So when I was teaching I had a few students who you might say had "Hot Hands" aka had a hard time keeping their hands to themselves. Some of the difficulty was due to sensory needs and some was due to behavior. I would see a lot of the incidents while in line going from here to there and in places like music class or assemblies where there weren't as many defined "personal space zones" like there were in my classroom (desks). So I decided that something needed to be done. I wanted to keep their hands busy so they were less likely to hit or pinch or what not but I also wanted there to be a visual reminder to keep their hands to themselves. And I came up with (in my mind) the most brilliant idea!! Thanks to the help of my staff at the time we were able to very quickly create a nice hands box!!! (These images and materials are not the actual items I created when I taught...as I did not take pictures at the time and could not bring them with me because they were used for specific students-But these images are from Kimber, who created them after I made the recommendation and explained to her what it looked like and how it was used in my classroom.) In addition my surpervisor has since created these for some other classrooms in the district....so there. I am not the only one who likes the idea! Here they are.
The Nice Hands!
The Nice Hands!
So here is the nicely labeled box. Telling the students what goes inside.

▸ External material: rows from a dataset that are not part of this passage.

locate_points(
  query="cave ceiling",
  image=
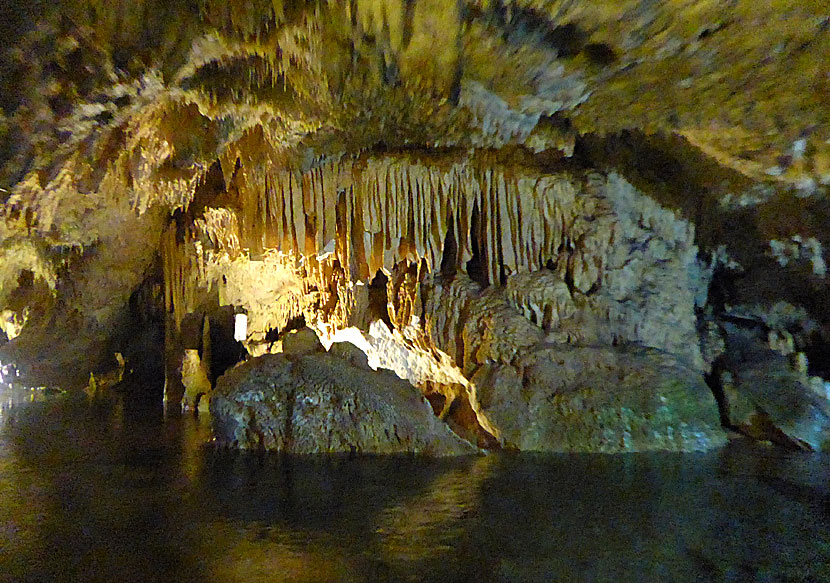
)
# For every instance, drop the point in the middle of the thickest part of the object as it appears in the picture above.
(116, 115)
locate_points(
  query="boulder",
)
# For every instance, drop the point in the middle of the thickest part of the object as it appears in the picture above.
(767, 395)
(599, 399)
(320, 403)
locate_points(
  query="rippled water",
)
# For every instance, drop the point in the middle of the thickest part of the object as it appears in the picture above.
(93, 494)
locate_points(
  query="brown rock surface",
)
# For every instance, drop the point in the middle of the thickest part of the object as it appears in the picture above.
(318, 403)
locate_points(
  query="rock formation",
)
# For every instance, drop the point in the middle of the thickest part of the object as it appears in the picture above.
(570, 225)
(300, 402)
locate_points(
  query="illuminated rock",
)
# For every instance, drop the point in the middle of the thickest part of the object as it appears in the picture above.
(320, 403)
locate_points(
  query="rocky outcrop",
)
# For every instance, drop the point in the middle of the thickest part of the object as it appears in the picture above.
(315, 402)
(483, 181)
(589, 399)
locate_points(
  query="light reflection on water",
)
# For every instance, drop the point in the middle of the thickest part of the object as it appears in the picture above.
(91, 494)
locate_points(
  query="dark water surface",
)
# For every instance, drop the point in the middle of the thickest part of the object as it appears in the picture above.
(92, 495)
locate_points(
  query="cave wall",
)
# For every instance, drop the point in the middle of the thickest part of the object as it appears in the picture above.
(599, 174)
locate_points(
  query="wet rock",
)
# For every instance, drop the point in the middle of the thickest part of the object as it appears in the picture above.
(769, 396)
(592, 399)
(319, 403)
(301, 342)
(351, 354)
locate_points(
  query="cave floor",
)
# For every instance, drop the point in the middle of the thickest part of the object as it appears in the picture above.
(125, 494)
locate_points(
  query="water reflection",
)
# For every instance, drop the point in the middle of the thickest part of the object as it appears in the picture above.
(124, 493)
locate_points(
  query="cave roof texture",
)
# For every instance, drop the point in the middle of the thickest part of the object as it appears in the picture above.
(117, 115)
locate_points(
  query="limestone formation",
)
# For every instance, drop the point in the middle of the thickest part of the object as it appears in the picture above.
(454, 187)
(592, 399)
(320, 403)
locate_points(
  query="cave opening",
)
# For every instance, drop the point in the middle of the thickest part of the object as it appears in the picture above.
(379, 299)
(225, 350)
(476, 266)
(449, 257)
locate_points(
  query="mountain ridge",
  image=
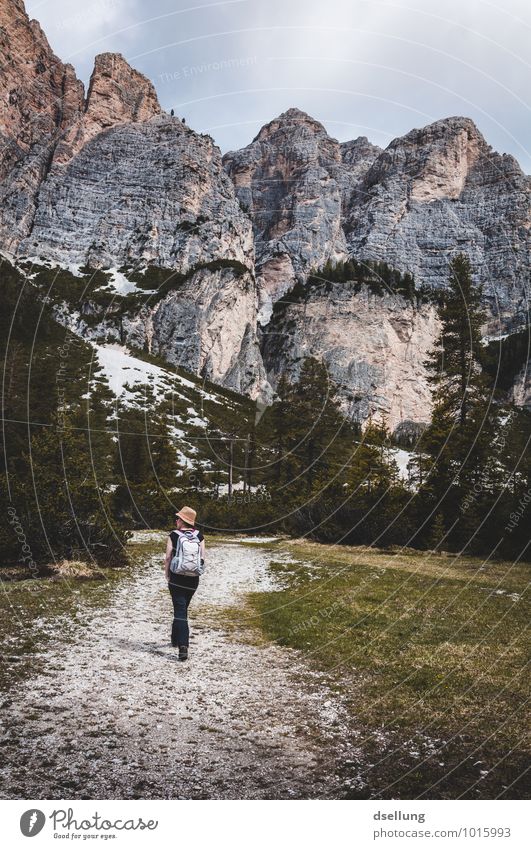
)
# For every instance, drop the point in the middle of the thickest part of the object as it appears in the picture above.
(108, 180)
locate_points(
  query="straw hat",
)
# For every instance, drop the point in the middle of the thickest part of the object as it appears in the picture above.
(187, 515)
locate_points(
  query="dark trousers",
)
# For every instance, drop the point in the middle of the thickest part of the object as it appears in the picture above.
(181, 597)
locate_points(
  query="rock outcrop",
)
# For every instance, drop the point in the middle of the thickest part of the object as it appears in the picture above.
(151, 192)
(374, 346)
(290, 180)
(39, 95)
(440, 190)
(111, 181)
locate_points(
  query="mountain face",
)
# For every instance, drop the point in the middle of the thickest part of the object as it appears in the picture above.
(293, 180)
(374, 346)
(443, 189)
(108, 180)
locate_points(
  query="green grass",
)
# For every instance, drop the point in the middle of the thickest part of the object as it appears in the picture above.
(421, 646)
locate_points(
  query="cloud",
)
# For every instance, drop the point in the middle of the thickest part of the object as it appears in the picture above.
(374, 68)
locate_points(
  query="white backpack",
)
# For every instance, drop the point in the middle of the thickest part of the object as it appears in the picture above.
(187, 557)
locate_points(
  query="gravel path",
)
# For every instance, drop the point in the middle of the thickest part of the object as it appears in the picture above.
(113, 714)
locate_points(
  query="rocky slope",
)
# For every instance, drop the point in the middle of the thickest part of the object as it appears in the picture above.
(432, 193)
(110, 181)
(442, 189)
(292, 180)
(374, 347)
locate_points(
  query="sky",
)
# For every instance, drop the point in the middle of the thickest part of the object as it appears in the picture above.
(361, 67)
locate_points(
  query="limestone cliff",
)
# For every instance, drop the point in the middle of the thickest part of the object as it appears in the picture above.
(374, 345)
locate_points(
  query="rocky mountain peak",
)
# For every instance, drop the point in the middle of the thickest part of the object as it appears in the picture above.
(119, 94)
(291, 121)
(39, 95)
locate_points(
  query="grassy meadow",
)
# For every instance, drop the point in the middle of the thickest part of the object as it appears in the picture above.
(430, 652)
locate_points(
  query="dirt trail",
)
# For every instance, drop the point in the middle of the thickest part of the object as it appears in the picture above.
(113, 714)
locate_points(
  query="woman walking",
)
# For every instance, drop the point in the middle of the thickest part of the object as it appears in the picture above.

Inside there are a bunch of medical gloves filled with different textured objects. Between myself and Kimber we used clay, playdough, beads, string, sand, moon-sand, rice, beans and much more.They LOVED them. They were enough to physically remind them to keep their hands to themselves while keeping their hands busy, making them less likely to touch another student. For students who had sensory difficulties I would use these very proactively sometimes along with different accomodations. For students who were having "Hot Hands" for other behavioral reasons I would often give them a "Nice Hand" before the difficult time but if they hit or poked I would take it away and remind them to have nice hands and when they showed me their hands could be nice I would give it back as reinforcement. (That of course only worked with students who were motivated enough by them.) Plus whats more reinforcing than holding a hand right? All of us have those sensory difficulties and need to squeeze or hold something every once in a while. Maybe you need to go make yourself one!